Here’s How To Build Equity in Your Home
One good way to look at a monthly amortized mortgage payment is that it’s an installment in building home equity. Defined simply, home equity is the balance you get by subtracting the amount of the mortgage balance from the market value of the house. It’s useful to remember that the value is established through an appraisal process and is not always equal to the sales price whether you’re buying or selling.
Benefits of Gaining Home Equity
- Homeowners can use home equity as a financial cushion during times of fluctuating home values.
- Once the borrower has built up at least 20 percent equity in the home, the lender can cancel mortgage insurance upon request.
- In other instances, borrowers can use their home equity as security on loans or cash lines of credit.
How to Build Home Equity
One of the main ways by which homeowners can build equity is to increase monthly payments on the principal of the mortgage, shortening the time to pay off the loan while increasing their percentage of ownership. The percentage of ownership reflects the amount of equity in the home. Along the same lines, borrowers can arrange to make lump-sum repayments when they have the cash.
The second most-popular option is to refinance the mortgage at either a better rate or shorter term. By crunching the numbers, borrowers can get a handle on how quickly and affordably they can build equity. Before searching for competitive refinancing offers, they can use LendingTree’s Loan Calculator to estimate monthly payments.
At the same time, homeowners may need to build additional equity in order to improve the conditions of their financing through a second mortgage.
Home Equity through Improvements
Not all home repair or improvement projects bring the same rate of return on their investment. Each year, Remodeling Magazine brings out its Cost Vs. Value Report, identifying the average cost for more than 30 popular remodeling projects and how much can be recouped at the time of resale. Each report can be filtered by the homeowner by scale of the project, the cost, the region where the work will be completed, and resale value.
Be sure to consider projects that balance cost with return, especially when based on location. For example, the top project on the West Coast for 2015 was a replacement entry door, costing $1,200 and recouping 123 percent in value. It was not the top project in the Southeast, where a manufactured stone veneer costing $7,131 and recouping 122.6 percent took the top spot in ROI.

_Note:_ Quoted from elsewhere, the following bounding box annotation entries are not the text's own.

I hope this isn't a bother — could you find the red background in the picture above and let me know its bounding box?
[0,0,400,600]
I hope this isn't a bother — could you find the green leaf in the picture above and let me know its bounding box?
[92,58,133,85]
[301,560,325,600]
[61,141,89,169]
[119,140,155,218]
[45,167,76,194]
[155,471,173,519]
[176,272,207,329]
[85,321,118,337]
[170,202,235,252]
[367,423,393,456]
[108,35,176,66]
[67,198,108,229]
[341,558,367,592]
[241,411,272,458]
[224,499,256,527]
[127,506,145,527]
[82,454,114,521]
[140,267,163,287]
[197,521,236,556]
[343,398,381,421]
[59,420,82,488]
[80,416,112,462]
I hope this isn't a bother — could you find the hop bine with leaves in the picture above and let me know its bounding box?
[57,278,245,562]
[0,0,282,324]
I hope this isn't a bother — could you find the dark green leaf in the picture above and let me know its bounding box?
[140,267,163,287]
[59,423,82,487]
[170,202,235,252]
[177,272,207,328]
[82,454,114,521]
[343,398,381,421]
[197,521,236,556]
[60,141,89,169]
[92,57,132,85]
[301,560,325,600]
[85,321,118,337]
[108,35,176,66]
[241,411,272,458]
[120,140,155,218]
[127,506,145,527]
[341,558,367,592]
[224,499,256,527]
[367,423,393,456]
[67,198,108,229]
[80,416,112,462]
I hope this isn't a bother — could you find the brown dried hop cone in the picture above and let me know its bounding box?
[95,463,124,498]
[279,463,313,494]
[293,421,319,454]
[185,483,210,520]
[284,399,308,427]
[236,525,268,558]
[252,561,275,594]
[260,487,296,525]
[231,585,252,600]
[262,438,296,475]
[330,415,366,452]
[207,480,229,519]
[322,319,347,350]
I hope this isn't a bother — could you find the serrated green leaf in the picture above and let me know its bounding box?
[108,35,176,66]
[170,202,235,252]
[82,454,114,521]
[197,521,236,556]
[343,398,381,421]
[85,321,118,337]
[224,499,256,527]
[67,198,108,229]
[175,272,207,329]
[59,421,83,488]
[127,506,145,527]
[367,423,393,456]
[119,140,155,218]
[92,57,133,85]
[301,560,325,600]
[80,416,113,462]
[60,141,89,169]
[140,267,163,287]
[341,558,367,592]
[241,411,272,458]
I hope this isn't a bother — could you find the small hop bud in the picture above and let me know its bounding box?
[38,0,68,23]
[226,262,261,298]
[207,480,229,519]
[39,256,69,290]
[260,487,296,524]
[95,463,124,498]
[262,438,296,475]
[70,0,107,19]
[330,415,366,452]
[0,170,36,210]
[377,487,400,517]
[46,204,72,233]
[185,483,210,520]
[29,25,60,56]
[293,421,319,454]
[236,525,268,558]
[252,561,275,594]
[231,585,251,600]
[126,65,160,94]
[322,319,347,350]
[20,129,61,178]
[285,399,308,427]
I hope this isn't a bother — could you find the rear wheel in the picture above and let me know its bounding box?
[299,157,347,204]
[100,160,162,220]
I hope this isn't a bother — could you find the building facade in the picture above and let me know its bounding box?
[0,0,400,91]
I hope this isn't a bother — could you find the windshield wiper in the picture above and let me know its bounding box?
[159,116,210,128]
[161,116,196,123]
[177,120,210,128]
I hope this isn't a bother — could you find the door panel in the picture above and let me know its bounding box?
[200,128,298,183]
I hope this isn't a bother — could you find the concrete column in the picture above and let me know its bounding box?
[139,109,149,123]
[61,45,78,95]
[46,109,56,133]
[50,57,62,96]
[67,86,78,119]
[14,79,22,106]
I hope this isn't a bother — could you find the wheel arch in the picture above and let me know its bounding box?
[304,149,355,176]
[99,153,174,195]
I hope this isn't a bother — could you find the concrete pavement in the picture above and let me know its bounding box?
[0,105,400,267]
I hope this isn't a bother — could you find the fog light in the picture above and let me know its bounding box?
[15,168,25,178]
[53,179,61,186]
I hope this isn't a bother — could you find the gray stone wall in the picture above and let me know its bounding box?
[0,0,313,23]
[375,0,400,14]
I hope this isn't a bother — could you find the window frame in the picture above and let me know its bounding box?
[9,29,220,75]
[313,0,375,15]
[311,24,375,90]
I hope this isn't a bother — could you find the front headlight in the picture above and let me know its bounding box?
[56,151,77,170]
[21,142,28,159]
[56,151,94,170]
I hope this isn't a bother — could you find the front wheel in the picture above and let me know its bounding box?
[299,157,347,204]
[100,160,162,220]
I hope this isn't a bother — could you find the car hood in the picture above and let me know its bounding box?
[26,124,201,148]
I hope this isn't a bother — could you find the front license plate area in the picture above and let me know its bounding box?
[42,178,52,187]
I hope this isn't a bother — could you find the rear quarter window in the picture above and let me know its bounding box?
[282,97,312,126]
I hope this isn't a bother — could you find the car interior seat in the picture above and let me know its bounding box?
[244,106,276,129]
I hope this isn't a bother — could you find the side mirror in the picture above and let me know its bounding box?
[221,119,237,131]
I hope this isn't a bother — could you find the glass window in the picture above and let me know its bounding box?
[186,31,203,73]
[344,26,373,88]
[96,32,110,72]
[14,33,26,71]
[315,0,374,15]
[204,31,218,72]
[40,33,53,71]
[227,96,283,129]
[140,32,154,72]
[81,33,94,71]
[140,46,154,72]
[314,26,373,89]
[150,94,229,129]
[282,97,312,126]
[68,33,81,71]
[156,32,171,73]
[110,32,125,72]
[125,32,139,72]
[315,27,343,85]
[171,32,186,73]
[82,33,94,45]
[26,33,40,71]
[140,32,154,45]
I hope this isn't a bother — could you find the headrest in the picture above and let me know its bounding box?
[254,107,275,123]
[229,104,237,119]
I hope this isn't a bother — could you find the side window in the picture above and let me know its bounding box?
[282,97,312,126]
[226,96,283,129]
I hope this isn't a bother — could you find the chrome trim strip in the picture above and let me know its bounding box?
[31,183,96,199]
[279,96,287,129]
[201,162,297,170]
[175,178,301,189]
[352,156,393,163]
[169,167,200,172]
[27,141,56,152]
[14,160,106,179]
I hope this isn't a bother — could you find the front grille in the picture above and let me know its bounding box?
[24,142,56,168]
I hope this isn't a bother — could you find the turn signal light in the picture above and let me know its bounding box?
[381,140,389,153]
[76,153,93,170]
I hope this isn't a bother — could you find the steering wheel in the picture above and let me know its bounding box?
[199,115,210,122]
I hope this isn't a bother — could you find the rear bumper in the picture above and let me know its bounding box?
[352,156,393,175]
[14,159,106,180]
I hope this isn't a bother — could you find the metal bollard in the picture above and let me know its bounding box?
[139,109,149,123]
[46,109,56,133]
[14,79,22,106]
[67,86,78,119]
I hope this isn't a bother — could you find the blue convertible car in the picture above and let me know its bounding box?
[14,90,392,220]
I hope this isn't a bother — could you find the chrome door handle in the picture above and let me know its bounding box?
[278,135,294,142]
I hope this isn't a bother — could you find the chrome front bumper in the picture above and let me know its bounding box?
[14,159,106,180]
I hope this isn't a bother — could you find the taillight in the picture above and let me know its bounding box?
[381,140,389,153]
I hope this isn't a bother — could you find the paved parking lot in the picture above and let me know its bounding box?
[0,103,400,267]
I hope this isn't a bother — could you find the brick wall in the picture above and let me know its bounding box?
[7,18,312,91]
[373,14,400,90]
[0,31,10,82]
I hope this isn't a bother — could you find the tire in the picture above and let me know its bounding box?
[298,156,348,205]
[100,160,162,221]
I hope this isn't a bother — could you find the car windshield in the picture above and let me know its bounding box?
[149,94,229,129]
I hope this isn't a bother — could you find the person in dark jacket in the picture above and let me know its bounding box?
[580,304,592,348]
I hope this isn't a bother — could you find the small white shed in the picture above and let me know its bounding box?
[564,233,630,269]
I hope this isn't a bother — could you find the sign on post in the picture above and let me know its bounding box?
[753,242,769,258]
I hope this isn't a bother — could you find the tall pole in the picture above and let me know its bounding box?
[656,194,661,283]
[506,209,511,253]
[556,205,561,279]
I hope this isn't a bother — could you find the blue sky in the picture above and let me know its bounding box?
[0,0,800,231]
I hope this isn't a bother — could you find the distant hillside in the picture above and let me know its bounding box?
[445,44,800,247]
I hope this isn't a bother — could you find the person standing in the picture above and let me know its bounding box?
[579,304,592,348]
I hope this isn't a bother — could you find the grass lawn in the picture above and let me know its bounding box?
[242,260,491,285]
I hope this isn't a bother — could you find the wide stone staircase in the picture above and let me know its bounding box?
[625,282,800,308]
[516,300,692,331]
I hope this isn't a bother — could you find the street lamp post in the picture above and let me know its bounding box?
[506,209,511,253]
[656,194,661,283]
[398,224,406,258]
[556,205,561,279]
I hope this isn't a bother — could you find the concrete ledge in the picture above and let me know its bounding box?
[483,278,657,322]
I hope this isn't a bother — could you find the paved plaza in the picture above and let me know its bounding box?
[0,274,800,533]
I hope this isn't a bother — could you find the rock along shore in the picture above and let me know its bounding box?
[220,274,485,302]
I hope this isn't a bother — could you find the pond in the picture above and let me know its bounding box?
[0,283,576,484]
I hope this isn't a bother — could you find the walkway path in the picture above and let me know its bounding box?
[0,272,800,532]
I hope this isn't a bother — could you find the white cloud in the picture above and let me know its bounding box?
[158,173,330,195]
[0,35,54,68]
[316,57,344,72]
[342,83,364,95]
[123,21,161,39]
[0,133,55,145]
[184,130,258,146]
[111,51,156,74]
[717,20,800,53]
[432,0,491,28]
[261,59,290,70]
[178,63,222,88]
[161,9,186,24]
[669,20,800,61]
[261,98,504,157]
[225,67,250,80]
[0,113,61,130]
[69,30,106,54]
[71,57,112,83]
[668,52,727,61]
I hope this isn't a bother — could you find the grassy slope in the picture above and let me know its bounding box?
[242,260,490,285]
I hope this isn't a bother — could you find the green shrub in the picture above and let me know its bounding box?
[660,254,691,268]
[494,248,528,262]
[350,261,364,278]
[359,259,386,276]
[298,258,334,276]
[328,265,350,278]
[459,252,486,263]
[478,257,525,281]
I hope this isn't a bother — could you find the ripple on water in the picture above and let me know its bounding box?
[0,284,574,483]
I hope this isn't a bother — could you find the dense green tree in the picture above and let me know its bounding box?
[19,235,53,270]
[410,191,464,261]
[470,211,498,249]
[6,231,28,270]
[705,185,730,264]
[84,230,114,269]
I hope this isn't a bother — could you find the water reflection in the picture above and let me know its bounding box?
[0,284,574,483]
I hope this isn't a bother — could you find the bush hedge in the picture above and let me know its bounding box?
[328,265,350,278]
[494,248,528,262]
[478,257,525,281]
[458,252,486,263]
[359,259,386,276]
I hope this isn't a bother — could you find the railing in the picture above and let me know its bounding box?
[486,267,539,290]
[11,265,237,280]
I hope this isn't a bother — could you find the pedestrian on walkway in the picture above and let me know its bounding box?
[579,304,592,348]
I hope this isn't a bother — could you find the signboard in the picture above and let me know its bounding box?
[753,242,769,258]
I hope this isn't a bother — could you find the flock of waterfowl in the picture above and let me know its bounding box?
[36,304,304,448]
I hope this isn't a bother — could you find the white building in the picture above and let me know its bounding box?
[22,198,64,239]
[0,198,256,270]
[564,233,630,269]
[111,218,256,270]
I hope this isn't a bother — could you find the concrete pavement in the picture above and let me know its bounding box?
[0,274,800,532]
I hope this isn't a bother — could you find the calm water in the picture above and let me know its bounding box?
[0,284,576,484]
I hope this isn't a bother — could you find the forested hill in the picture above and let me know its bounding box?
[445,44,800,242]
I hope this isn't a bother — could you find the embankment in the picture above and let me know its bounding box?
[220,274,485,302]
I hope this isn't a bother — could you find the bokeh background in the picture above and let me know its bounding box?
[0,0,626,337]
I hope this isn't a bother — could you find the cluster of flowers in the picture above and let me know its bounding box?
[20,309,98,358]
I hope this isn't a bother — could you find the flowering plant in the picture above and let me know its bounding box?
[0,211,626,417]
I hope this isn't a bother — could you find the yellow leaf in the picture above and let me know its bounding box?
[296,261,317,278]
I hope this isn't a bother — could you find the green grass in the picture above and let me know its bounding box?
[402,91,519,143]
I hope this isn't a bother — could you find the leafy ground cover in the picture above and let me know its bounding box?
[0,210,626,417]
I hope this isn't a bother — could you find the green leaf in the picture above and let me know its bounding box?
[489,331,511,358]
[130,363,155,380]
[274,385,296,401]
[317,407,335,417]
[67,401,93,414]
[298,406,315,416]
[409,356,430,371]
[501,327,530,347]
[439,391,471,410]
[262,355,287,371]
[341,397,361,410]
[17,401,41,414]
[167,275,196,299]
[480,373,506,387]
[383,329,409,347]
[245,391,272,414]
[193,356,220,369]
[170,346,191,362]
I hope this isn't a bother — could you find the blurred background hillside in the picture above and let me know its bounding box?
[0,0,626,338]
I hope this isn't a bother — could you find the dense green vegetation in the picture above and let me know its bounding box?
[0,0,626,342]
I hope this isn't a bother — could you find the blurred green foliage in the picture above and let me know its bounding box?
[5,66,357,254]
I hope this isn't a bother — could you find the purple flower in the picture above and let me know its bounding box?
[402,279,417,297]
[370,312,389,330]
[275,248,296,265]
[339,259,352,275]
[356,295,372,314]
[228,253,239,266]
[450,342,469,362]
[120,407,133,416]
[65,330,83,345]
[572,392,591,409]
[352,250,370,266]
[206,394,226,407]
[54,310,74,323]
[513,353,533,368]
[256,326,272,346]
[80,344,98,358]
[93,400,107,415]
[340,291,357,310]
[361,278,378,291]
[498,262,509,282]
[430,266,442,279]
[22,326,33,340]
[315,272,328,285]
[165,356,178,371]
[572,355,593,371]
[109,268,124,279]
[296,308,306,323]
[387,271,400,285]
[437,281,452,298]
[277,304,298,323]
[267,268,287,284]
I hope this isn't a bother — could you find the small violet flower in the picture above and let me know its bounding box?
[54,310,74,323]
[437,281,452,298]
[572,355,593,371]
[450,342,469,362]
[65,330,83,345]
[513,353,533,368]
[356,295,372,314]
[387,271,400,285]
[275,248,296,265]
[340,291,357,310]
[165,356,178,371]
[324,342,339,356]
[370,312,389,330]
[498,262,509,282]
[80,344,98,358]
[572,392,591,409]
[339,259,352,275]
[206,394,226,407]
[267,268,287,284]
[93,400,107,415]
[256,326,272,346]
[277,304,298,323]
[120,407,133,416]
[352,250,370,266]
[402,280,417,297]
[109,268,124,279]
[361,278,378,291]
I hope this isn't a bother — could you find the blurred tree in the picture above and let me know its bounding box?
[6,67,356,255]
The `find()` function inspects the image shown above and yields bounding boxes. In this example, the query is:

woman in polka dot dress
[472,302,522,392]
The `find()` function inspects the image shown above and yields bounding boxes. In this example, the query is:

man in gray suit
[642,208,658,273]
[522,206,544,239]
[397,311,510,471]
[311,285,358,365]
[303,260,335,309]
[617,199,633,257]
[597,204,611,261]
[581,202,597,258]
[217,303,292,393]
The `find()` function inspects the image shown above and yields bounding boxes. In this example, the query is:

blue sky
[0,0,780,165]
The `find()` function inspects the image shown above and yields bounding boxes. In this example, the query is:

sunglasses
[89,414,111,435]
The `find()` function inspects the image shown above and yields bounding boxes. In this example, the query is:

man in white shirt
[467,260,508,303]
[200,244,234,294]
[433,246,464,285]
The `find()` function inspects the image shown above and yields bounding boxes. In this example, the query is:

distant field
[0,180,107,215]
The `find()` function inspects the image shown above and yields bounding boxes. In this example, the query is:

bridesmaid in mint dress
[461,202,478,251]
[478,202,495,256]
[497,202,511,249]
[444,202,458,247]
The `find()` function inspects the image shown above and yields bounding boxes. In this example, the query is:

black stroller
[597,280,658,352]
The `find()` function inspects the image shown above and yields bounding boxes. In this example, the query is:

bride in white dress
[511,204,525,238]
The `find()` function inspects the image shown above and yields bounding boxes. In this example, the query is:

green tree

Make the Right Improvements
The legal company NOLO warns consumers against undertaking home improvement projects that can harm property values. Currently these include:
- Garage conversions
- Luxury upgrades
- Swimming pools
- Changes that don’t conform with the neighborhood scheme
Consumers considering projects should do their homework as well by city; even within metropolitan areas, projects and values can vary dramatically. Consumers may also want to speak with their financial advisors about the plusses and minuses of using home equity to apply for a home improvement loan to jumpstart increased valuation.